Marty nodded. "I'll miss you." He kissed The Doc once, quickly, but it wasn't enough. He had only hugged Doc as soundly as he did then once before, thirty years before, on a stormy night, for exactly the same reason. Doc's hand tangled briefly in his hair.
By then he was getting to be an old man. Even the hike up the parking lot made his knees throb and breath grow shallow. But he climbed and stood where he knew he would interfere with neither of his former selves.
At 1:33, he would see himself come running up the hill to stop the murder of Doc Brown; he would see himself dive head-first into the DeLorean.
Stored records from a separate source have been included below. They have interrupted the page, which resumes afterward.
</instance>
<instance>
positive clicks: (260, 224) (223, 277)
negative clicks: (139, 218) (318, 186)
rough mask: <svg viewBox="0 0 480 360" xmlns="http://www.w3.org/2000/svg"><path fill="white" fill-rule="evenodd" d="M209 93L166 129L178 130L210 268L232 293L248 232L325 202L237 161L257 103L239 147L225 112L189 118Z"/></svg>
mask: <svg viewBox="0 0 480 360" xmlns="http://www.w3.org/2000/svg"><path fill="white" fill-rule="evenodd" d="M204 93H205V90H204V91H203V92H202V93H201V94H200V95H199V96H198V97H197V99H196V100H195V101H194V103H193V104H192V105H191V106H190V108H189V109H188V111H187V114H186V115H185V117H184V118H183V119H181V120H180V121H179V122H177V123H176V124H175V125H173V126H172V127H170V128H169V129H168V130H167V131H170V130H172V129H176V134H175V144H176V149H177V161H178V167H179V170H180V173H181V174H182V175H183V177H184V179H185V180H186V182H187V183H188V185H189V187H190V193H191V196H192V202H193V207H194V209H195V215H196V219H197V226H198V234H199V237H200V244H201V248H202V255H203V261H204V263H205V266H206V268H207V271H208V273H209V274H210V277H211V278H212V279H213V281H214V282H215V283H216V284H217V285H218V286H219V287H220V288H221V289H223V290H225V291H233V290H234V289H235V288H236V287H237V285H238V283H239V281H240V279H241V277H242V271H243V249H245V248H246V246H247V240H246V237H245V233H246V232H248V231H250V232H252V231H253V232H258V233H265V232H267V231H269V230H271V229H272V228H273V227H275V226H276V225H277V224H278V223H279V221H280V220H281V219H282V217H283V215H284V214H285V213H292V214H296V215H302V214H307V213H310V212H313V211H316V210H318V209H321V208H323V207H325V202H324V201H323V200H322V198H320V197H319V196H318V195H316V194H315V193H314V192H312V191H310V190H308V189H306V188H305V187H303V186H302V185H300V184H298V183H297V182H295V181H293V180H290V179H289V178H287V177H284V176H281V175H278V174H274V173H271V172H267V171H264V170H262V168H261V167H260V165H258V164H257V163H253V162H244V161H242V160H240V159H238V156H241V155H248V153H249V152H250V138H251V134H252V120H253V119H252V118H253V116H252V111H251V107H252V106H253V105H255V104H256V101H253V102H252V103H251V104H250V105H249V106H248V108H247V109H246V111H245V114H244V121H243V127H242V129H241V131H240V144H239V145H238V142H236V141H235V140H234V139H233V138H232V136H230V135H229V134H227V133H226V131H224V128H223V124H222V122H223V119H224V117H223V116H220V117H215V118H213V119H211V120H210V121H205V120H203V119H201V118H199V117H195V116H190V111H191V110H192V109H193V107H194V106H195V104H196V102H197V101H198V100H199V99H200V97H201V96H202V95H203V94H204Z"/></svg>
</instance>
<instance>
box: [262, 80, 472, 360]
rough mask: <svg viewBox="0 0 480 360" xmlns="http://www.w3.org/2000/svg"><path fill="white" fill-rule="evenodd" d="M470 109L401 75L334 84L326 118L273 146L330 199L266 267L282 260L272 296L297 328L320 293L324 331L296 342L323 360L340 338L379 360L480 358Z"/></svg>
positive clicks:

1:34, he would see himself, thirty years younger, run to The Doc just as he was going back to change history.
:-:-:
At 2:30 A.M. , the altered history would catch up with him. His younger self would be home and The Doc would have taken out the flux capacitor, reverting the DeLorean to its normal state. An ache would start as it had in 1955, first at his heart; the beating of it strained, as though it were held in a closed fist. The air, no longer belonging to him, would rip itself from lungs that were disappearing from his body. His fingers would flex, clench, flex, vanish.
On October 26, 1985, at 2:31 A.M., Marty McFly disappeared from existence just as his other self, warm in his bed, fell asleep.